TEMPO.CO, Jakarta - Pada kegelapan malam, puluhan orang itu lari ke dalam hutan yang ada di belakang pabrik PT Conch South Kalimantan Cement di Desa Serdang, Kecamatan Haruai, Kabupaten Tabalong, Kalimantan Selatan.
Selasa dinihari, 20 Oktober 2015, memang berlangsung inspeksi mendadak Panitia Khusus Raperda Ketenagakerjaan DPRD Provinsi Kalimantan Selatan. Mereka ingin membuktikan kabar bahwa perusahaan itu mempekerjakan 200-300 pekerja asal Cina.
“Beberapa (tenaga kerja asing) berhasil kami tangkap. Kemungkinan mereka tidak punya dokumen resmi,” kata Ketua Pansus Raperda Ketenagakerjaan DPRD Kalimantan Selatan Yazidie Fauzi di sela-sela inspeksi mendadak.
Puluhan anggota Dewan yang datang ke PT Conch South Kalimantan Cement alias PT Semen Conch sempat beradu mulut dengan petugas keamanan. Saat itulah, satu per satu TKA asal Cina berhamburan melarikan diri ke tepi hutan.

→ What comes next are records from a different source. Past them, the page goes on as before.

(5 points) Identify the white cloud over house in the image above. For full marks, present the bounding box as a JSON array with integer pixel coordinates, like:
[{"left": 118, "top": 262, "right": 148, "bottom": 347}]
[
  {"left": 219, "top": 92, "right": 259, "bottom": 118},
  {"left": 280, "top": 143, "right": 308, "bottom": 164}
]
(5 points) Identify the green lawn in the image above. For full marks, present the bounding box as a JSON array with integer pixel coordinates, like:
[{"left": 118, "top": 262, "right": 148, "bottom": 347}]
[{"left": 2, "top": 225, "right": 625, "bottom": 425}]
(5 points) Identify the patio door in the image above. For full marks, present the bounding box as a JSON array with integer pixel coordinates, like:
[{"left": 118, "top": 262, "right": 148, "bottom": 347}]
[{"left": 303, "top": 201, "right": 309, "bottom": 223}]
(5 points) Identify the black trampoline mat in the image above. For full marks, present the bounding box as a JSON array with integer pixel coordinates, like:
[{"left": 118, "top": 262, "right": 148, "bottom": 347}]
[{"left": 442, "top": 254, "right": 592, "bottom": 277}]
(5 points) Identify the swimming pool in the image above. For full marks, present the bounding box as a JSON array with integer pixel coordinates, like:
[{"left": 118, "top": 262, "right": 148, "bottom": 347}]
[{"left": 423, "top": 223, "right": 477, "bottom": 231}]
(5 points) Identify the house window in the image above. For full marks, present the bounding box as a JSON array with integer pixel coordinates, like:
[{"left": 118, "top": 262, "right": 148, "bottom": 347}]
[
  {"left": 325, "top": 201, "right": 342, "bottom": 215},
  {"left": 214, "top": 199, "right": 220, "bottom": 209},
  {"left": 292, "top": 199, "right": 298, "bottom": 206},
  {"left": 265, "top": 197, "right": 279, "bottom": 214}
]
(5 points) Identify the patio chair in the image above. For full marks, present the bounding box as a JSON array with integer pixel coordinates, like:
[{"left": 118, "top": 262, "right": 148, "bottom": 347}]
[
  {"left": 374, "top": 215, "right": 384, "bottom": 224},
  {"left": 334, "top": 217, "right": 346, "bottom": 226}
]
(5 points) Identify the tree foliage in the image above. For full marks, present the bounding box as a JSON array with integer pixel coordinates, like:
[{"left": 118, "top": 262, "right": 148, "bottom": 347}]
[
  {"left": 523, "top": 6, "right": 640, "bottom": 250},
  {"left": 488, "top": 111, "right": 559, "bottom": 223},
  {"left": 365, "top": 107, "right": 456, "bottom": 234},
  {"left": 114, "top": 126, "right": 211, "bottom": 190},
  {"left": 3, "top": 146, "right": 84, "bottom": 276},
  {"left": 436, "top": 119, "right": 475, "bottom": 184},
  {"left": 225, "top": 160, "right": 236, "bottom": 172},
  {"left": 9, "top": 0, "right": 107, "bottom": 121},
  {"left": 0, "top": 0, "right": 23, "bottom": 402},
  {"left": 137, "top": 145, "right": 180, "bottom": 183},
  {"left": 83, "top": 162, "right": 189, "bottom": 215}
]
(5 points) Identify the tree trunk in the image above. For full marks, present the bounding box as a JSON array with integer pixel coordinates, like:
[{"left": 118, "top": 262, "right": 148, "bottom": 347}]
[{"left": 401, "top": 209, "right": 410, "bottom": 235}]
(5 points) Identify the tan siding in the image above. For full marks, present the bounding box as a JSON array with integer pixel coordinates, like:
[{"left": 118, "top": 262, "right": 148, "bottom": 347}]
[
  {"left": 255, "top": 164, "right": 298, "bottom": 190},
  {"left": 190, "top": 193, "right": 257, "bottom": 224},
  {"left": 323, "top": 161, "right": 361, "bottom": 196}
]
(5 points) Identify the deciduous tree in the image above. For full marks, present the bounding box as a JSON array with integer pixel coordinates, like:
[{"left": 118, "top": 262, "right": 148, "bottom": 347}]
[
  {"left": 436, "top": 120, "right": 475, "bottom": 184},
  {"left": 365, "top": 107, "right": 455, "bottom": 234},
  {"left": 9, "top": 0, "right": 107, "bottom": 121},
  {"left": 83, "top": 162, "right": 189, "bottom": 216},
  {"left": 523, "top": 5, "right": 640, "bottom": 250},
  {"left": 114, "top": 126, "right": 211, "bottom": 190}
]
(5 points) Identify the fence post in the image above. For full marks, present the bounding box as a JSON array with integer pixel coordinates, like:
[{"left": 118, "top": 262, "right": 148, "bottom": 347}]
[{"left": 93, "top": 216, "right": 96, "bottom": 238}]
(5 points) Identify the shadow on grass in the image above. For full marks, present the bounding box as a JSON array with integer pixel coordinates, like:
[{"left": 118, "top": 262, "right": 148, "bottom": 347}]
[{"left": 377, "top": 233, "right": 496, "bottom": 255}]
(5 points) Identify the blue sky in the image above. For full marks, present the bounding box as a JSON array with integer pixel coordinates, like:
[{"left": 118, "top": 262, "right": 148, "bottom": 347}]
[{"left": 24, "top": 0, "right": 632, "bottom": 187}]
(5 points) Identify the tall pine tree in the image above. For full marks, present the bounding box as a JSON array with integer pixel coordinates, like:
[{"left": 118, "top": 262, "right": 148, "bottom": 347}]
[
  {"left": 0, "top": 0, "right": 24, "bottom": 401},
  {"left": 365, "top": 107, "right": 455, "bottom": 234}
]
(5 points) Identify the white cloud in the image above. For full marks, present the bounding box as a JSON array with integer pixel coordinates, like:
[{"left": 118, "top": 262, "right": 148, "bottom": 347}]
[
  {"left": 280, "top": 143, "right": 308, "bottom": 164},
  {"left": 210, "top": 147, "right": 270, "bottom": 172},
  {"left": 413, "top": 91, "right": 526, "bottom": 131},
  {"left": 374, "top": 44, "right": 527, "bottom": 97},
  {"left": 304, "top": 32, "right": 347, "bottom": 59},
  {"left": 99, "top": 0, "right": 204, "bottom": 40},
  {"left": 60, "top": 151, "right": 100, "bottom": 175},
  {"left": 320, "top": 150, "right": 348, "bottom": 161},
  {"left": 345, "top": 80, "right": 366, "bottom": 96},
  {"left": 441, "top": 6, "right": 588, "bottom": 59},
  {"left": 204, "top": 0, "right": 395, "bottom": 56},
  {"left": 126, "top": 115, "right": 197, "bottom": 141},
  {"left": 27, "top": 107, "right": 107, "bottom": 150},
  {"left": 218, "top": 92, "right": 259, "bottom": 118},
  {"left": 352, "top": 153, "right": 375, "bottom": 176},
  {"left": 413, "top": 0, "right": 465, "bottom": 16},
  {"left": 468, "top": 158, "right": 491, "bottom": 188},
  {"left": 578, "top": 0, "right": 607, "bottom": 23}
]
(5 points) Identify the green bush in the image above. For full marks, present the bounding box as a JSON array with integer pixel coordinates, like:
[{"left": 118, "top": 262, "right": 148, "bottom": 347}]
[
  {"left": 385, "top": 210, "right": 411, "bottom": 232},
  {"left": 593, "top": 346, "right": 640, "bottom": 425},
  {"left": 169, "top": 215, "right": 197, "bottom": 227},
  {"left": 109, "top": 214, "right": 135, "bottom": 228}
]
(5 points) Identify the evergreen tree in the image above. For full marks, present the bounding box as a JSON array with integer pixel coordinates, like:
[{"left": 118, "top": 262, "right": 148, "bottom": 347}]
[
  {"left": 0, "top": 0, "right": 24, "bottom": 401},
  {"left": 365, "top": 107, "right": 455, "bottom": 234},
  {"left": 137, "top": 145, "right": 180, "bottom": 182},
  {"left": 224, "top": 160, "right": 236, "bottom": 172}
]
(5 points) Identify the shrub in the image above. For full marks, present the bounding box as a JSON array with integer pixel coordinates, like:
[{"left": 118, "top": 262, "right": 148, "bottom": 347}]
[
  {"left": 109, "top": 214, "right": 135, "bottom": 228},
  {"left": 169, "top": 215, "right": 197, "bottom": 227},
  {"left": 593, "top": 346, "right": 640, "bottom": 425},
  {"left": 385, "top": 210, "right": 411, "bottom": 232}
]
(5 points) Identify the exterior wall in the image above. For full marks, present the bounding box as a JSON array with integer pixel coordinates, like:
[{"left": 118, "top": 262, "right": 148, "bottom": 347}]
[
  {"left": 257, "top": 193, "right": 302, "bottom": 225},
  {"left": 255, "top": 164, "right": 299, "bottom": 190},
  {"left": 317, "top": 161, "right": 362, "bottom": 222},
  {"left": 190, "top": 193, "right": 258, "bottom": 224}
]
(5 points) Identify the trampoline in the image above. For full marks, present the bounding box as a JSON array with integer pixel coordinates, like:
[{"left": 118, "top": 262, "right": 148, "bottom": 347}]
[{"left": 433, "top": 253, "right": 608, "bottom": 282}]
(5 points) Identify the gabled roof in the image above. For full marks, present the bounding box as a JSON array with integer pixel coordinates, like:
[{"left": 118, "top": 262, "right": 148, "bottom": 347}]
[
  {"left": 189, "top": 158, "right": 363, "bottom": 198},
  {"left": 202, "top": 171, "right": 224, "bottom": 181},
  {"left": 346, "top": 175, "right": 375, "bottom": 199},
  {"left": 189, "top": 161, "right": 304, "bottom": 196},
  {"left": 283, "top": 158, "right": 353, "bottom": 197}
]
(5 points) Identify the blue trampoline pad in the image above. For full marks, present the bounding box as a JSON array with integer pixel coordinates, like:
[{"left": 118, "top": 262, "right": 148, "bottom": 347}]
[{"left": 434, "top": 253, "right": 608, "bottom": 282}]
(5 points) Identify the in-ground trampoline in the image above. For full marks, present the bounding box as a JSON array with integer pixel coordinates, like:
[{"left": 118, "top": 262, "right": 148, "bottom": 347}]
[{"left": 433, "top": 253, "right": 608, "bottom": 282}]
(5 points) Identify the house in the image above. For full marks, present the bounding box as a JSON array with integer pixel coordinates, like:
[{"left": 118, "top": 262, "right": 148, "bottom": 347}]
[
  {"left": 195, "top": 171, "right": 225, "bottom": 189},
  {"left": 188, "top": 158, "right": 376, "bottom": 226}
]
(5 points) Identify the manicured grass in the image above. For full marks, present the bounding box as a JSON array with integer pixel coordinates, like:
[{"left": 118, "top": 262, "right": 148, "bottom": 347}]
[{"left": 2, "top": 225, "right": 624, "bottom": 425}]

Untuk membuktikan status legalitasnya, Yazidie mengambil 15 pekerja asing sebagai sampel. Dari jumlah itu, pihak perusahaan tidak bisa memberikan bukti valid legalitas dokumen para pekerjanya.
Salinan paspor atas nama Guowu, misalnya. Pada paspor tercantum bahwa Guowu datang ke Indonesia memakai visa kunjungan melalui Bandara Soekarno-Hatta pada 18 April 2015.

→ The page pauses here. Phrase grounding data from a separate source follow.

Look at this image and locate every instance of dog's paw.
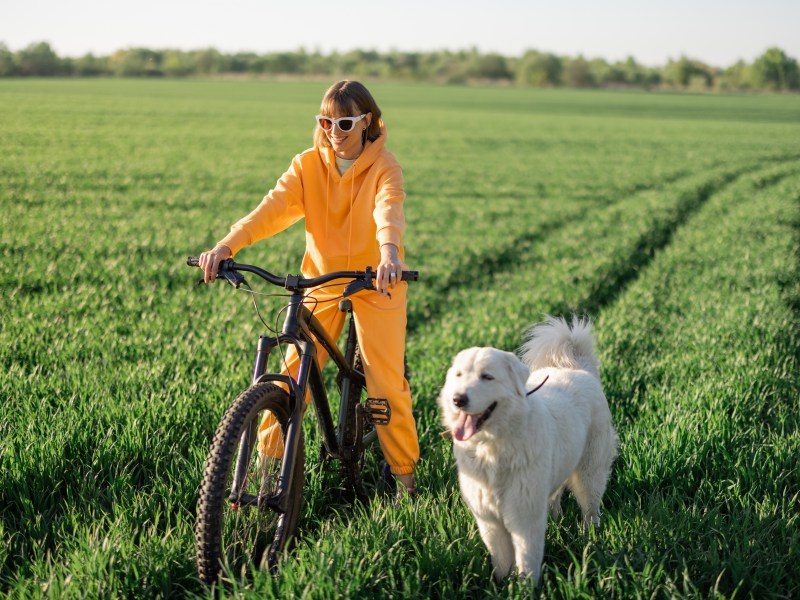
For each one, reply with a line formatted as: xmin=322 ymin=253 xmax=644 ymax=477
xmin=582 ymin=513 xmax=601 ymax=529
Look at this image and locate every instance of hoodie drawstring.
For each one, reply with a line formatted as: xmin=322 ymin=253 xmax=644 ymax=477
xmin=347 ymin=174 xmax=355 ymax=269
xmin=324 ymin=167 xmax=331 ymax=243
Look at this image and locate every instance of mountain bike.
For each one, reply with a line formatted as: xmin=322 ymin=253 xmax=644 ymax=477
xmin=186 ymin=256 xmax=417 ymax=583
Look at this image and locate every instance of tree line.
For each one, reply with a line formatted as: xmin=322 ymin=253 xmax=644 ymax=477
xmin=1 ymin=41 xmax=798 ymax=92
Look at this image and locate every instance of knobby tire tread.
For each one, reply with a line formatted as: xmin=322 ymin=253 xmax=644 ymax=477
xmin=195 ymin=383 xmax=304 ymax=584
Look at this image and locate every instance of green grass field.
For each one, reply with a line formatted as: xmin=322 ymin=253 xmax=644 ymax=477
xmin=1 ymin=79 xmax=798 ymax=599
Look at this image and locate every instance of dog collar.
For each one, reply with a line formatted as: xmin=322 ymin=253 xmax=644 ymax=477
xmin=525 ymin=375 xmax=549 ymax=396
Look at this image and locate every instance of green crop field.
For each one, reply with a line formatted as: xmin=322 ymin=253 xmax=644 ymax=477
xmin=1 ymin=79 xmax=798 ymax=598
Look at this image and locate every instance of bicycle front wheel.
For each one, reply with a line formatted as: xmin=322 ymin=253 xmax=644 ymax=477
xmin=195 ymin=383 xmax=304 ymax=584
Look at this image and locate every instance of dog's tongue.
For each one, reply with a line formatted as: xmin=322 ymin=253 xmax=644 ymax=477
xmin=453 ymin=411 xmax=478 ymax=442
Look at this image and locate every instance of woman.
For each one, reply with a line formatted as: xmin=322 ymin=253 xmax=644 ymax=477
xmin=198 ymin=80 xmax=418 ymax=496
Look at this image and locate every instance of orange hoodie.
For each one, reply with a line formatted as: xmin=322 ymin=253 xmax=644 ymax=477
xmin=218 ymin=121 xmax=405 ymax=278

Pansus DPRD memberikan waktu dua hari kepada perusahaan untuk membuktikan legalitas para pekerja asingnya. “Kami akan panggil perusahaan karena ada indikasi mempekerjakan TKA ilegal. Perusahaan sudah melanggar Undang-Undang Ketenagakerjaan dan Keimigrasian, harus ada sanksi,” ujar Yazidie.
Kepala Bidang Hubungan Industrial dan Pengawasan Ketenagakerjaan Dinas Tenaga Kerja dan Transmigrasi Kalimantan Selatan Puguh Priyambada mengatakan sebanyak 103 TKA bekerja di proyek PT Semen Conch. Dari jumlah itu, 41 orang bekerja di dua perusahaan subkontraktor, yakni PT MCC Construction sebanyak 35 orang dan PT China Machinery Industry sebanyak 6 orang. Sisanya, 62 orang, bekerja di PT Semen Conch. “Ini data resmi yang masuk ke kami,” tutur Puguh.
Pengerjaan konstruksi pabrik PT Semen Conch dimulai pada 2010. Rencananya, pabrik itu mulai berproduksi delapan bulan lalu. Namun proyek di lahan seluas 92 hektare itu belum rampung sepenuhnya.